Supporting Type Inference with Function Inference

Local Inference

Local inference is a feature that is now ubiquitous across almost every modern programming language including Java, C++, Go as well as functional languages. Local type inference is common across all languages because it is very easy to implement. Compile time type checking needs to be performed anyway, so the ability to perform local inference usually comes for free from the type checking implementation. Unfortunately local inference poses problems when used in NoSyn. Whereas in other languages the return type of a function with a given set of parameters types is always the same, this is not the case when using NoSyn. As such, the type of a specified variable must be given in order to differentiate the type that is to be returned from the given function. It would of course be possible to have local inference in cases in which there is only one possible return type, but should the user wish to add an additional function overload with a different return type, they would then need to go back and re-fix these assignments to prevent ambiguity. The cost of such a feature would likely outweigh the benefits, unless the programmer was very careful with how the write their code.
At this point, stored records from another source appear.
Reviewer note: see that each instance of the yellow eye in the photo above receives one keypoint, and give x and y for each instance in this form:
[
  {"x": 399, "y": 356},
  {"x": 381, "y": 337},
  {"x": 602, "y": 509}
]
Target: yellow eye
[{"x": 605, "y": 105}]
An alternative way in which local inference could be obtained in a way which would cut down on ambiguity would be to use control flow analysis. By seeing how a variable is used in the rest of the program, it is possible to deduce what the type actually is. Although this removes ambiguity, it also may make the code more difficult to read. Any programmer that wants to deduce the type of the variable would also have to perform a control flow analysis, checking multiple areas of the code to work out the actual type of the variable rather than looking up one function definition. It also may be the case that performing such a control flow analysis process on all the variables in the source code is quite computationally intensive, resulting in a slow compilation process.

Global Inference

Global inference refers to the ability to infer the parameter and return types of a function without the programmer having to specify any of them. The ability to perform global inference is much more rare among languages, it tending to be reserved only for functional languages that do not allow function overloading. Function overloading cannot be present in such languages because the types of the parameters are computed by the context that they are used within the function body. If a function within the body has overloading, then attempting to deduce the parameter types would not be possible, since it may satisfy multiple overloads. Since NoSyn does have function overloading, global inference is not possible within the language.

Template Types

Global inference is not possible meaning the type of parameters and return types cannot be deduced in advance for functions which do not have type signatures on their return values and parameters. However, writing typeless functions could be done in NoSyn by using templating. Template functions are functions that do not get compiled into the program until they are actually used in the program. The types of a template function do not need to be specified or known in advance. Instead, the compile generates a version of the function based on the context that it is being used. In other languages this is a relatively simple process. In C++, when a function gets used in context, the parameter types can be deduced by the parameter expressions alone. This is because an expression in C++ will always resolve to the same type regardless of the context in which it is being used. The same is not true for NoSyn. Due to function inference, the parameters to a function would ideally know the context in which they are being used in order to reduce the chance of an ambiguity error. Examining the body of the template function can be done in order to minimise ambiguity errors. Functions used within the body of the template function may have more restrictive type signatures allowing for the possible types on the parameters to be reduced. The return context of the function can also be used to restrict possible interpretations of the function further.